UDINE, a town and archiepiscopal see of Venetia, Italy, capital of the province of Udine, situated between the Gulf of Venice and the Alps, 84 m. by rail N.E. of Venice, 450 f t. above sea-level. Pop. (1931) 31,703 (town) ; 66,488 (commune).
The interesting Porta Aquileia (14th cent.) is almost all that is left of the old city walls. Some of the streets are arcaded and there are some fine palaces. The old castle on a hillock in the centre of the town, at one time the residence of the patriarchs of Aquileia, and now used as a museum and picture gallery, was erected by Giovanni Fontana in 1517 in place of the older one destroyed by an earthquake in 151I. The Romanesque cathedral contains some interesting examples of native art by Giovanni Martini da Udine, a pupil of Raphael, and others. The church of S. Maria della Purita has frescoes by Giovanni Battista and Domenico Tiepolo. In the picturesque principal square stands the town hall, built in 1448-1456 in the Venetian-Gothic style, and skilfully restored after a fire in 1876; opposite is a clock tower resembling that of the Piazza di San Marco at Venice with the elegant loggia of S. Giovanni leading to the church of the same name (1533). In the square is a statue of Peace, erected in commemoration of the peace of Campo Formio (1796), which lies 5 m. to the W.S.W. and two columns, one with the tier of S. Mark, the other with a statue of Justice. The archiepiscopal
palace contains frescoes by G. B. Tiepolo. The leading industry of Udine is silk-spinning, but it also possesses manufactures of linen, cotton, hats and paper, tanneries and sugar refineries, and has a considerable trade in flax, hemp, etc. Branch railways lead to Cividale del Friuli and S. Giorgio di Nogaro.
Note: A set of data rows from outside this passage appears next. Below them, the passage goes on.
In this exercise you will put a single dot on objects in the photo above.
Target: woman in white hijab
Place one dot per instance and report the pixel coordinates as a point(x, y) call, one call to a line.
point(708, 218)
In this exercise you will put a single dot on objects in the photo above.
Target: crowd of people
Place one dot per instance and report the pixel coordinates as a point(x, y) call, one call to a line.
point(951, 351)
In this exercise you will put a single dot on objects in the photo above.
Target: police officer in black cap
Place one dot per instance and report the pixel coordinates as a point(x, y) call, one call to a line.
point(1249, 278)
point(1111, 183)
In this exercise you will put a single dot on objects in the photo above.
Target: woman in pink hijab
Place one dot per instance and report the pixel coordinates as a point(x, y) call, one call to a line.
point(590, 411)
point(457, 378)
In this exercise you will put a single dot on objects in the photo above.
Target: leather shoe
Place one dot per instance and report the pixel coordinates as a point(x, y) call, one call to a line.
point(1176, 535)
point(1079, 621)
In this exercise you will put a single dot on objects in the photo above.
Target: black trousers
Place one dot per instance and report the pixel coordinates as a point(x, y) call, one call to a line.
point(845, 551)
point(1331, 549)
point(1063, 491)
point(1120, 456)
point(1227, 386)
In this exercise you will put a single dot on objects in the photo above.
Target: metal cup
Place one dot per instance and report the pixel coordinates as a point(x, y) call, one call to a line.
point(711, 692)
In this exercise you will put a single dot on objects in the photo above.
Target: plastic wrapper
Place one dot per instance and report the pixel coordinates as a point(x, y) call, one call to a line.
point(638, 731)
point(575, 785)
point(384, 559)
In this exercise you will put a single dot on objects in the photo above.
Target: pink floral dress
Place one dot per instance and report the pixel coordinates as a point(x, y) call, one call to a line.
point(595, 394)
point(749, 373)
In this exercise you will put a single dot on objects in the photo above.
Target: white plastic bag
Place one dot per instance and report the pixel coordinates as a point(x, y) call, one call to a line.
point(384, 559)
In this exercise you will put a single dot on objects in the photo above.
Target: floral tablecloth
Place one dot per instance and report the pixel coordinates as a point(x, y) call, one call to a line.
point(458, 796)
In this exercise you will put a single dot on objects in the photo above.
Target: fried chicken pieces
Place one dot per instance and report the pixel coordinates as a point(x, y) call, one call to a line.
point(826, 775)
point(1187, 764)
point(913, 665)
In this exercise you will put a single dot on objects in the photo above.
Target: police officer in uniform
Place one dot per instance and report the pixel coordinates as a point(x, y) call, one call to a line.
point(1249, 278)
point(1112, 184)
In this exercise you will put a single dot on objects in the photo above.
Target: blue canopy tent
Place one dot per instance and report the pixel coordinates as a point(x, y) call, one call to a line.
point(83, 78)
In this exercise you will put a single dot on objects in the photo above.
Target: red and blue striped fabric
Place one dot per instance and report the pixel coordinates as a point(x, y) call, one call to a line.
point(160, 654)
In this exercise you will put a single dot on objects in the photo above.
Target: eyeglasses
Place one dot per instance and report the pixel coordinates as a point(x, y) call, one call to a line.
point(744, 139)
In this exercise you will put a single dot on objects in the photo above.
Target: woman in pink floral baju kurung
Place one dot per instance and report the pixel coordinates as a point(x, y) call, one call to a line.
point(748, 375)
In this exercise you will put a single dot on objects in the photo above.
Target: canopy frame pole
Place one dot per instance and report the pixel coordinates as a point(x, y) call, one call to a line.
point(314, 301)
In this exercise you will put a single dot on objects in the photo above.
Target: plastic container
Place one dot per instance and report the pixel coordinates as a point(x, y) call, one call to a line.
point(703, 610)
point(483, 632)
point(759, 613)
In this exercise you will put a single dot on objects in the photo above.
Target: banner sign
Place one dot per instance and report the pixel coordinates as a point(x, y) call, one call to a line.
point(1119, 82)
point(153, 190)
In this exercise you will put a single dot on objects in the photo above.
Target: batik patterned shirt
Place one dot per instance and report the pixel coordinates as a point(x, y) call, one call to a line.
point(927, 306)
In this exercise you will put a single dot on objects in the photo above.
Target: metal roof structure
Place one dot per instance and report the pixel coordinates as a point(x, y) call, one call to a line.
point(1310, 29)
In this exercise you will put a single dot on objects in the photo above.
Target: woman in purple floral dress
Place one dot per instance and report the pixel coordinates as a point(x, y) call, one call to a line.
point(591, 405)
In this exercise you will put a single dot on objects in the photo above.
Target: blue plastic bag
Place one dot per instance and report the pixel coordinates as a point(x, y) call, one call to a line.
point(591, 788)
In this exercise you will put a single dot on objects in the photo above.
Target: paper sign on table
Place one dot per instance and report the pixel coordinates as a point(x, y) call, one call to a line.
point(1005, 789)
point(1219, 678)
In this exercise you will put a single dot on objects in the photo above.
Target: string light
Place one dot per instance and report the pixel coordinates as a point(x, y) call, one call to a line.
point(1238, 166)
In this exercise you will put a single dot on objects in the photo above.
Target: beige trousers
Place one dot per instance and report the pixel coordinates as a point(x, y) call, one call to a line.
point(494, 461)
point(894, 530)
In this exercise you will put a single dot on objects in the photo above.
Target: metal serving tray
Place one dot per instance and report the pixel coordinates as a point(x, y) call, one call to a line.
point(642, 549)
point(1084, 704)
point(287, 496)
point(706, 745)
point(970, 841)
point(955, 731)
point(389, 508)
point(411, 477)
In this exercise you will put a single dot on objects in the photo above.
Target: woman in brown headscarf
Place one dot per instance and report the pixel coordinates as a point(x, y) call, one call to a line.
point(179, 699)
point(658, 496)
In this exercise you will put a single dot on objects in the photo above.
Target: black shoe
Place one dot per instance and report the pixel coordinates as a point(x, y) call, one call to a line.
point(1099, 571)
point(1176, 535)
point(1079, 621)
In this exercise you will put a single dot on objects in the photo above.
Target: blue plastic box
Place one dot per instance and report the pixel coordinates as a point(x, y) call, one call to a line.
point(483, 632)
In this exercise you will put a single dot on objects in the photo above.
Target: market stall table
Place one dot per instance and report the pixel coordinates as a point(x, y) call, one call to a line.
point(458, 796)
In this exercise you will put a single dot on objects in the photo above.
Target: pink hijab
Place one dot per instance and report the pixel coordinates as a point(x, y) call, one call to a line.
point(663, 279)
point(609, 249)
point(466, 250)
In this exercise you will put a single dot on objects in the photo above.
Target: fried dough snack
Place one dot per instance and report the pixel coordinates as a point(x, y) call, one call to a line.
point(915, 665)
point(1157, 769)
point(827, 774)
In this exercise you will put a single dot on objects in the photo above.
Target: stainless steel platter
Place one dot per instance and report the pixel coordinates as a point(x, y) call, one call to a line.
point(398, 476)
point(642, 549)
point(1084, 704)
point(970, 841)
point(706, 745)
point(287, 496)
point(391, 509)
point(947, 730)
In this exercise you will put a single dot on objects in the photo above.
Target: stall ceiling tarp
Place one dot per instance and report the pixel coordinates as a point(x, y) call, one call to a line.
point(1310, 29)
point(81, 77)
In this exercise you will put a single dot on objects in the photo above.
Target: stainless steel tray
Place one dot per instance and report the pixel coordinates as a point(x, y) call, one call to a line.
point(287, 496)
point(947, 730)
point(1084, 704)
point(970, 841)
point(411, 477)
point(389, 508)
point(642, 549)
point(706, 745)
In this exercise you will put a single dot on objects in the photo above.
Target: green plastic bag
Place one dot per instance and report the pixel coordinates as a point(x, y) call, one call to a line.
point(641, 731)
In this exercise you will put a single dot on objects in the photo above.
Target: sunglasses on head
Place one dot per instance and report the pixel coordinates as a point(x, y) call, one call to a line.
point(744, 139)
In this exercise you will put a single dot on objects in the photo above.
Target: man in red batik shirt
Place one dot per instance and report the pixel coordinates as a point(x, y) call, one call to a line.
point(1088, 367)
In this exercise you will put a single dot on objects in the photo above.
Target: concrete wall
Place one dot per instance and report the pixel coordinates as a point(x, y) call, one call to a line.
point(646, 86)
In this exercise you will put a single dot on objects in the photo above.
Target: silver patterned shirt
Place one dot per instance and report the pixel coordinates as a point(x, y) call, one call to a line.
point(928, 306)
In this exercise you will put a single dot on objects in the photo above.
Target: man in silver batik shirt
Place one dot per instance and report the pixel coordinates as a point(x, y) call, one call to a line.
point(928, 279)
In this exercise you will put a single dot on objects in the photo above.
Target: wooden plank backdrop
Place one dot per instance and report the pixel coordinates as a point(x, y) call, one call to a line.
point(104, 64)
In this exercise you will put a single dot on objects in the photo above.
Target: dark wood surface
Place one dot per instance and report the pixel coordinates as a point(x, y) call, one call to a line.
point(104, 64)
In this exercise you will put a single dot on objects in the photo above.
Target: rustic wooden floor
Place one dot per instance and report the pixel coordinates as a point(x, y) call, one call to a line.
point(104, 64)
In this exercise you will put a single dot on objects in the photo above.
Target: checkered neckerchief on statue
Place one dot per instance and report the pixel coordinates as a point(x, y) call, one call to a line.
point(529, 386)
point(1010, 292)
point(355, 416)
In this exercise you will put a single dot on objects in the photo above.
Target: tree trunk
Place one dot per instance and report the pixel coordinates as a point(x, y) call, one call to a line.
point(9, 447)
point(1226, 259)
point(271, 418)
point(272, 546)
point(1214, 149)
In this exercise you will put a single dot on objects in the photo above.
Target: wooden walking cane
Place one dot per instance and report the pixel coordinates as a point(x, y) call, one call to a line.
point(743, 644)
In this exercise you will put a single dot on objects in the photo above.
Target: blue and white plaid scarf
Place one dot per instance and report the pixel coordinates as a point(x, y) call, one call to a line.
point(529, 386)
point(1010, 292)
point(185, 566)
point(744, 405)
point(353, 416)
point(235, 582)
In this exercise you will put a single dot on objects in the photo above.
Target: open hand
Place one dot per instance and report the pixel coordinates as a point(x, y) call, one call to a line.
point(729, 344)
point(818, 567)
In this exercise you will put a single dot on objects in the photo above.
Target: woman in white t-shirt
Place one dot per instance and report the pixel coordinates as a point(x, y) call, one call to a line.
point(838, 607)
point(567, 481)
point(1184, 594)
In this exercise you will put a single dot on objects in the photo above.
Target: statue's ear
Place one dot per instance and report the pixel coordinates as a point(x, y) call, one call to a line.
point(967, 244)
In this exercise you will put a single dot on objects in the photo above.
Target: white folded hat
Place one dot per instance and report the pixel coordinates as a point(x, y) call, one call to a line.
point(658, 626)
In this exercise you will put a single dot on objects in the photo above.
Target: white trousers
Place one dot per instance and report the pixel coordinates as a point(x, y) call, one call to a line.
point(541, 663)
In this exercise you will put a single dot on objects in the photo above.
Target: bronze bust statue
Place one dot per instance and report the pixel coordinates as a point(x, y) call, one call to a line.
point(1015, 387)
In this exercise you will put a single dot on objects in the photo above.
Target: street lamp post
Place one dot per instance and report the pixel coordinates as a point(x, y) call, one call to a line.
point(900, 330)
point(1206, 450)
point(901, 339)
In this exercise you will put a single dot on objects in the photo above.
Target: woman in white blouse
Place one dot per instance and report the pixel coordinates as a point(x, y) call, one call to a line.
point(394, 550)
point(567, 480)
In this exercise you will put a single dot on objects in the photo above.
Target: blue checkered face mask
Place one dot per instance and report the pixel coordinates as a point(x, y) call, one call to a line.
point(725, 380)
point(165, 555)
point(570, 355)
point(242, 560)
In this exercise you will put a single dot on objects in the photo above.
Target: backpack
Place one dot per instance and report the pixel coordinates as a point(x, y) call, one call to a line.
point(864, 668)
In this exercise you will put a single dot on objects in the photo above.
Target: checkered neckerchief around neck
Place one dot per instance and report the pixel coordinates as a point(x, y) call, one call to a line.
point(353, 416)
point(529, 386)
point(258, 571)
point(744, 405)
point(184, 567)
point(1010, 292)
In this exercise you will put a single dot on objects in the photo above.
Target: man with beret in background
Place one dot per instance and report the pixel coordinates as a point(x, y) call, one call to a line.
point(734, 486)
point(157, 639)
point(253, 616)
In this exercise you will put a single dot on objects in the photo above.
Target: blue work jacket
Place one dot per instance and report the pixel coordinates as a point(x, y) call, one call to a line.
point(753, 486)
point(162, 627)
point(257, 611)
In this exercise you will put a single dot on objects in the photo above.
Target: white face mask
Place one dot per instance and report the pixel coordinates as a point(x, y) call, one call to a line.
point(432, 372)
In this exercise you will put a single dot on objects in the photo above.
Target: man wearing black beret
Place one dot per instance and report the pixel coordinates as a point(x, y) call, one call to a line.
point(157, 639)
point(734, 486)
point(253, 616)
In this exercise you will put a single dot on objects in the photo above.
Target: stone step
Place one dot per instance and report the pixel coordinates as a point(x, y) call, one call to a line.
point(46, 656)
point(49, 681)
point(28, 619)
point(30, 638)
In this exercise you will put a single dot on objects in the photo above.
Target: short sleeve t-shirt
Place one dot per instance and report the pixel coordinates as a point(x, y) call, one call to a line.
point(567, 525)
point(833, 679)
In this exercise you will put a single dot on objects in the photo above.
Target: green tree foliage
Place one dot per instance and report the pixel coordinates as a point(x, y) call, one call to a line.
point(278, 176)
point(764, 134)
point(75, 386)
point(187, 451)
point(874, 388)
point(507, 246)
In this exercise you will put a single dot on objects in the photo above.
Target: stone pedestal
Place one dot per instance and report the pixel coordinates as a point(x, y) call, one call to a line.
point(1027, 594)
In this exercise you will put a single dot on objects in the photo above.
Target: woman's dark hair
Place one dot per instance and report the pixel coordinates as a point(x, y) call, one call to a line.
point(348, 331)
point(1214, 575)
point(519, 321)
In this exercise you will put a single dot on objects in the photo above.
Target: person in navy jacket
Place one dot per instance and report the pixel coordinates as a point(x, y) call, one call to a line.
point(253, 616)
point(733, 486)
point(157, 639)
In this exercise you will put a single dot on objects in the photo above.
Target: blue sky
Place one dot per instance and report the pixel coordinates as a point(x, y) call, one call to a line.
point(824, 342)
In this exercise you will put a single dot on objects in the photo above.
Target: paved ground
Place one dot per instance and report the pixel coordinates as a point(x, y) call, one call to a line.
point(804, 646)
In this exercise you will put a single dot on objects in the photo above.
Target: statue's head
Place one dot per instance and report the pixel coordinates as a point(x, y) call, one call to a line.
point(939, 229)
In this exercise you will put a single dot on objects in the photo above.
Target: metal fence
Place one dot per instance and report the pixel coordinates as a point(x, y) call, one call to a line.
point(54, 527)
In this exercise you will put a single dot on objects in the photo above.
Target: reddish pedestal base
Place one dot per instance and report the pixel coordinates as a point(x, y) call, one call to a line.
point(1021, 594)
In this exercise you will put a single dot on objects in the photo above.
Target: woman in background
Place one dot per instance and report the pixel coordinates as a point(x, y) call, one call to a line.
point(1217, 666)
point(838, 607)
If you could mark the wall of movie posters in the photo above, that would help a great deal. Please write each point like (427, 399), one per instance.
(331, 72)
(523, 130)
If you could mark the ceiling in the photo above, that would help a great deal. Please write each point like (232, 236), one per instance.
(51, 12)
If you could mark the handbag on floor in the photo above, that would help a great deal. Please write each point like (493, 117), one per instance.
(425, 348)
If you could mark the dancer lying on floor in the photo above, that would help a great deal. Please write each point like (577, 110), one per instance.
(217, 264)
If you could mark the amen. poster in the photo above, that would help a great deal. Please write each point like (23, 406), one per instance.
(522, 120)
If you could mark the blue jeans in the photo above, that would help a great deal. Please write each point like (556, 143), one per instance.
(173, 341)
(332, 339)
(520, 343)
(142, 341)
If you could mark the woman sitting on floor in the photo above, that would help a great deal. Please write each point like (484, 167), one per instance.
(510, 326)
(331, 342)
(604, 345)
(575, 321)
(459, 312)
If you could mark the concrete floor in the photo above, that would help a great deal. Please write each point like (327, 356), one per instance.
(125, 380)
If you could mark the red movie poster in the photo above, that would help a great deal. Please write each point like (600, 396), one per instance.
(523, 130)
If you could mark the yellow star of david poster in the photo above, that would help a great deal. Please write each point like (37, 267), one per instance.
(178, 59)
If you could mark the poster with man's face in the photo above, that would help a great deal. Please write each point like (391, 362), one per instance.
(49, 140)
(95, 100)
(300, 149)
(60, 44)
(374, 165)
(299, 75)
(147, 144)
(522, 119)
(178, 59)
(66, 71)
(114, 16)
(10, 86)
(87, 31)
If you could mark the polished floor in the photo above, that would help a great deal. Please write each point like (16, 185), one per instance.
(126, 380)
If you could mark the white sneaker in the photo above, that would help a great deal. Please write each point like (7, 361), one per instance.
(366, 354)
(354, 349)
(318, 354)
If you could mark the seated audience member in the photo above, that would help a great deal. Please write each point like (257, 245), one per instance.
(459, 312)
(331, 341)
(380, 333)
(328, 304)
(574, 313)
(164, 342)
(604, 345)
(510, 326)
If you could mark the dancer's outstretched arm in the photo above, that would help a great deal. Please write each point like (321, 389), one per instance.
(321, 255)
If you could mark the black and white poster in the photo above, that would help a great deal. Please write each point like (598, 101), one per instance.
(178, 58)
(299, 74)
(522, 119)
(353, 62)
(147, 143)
Udine lay on the line of the Via Iulia Augusta, and there is proof of its existence in Roman times. In 983 it was given by the emperor Otto II. to the patriarch of Aquileia, to whom it may have belonged even earlier. In 1222 or 1238 the patriarch Berthold made it the capital of Friuli, and in 1420 it became Venetian. In 1752 it became an archbishopric. It was the seat of the Italian Comando Supremo (G.H.Q.) during the World War from 1915 to 1917.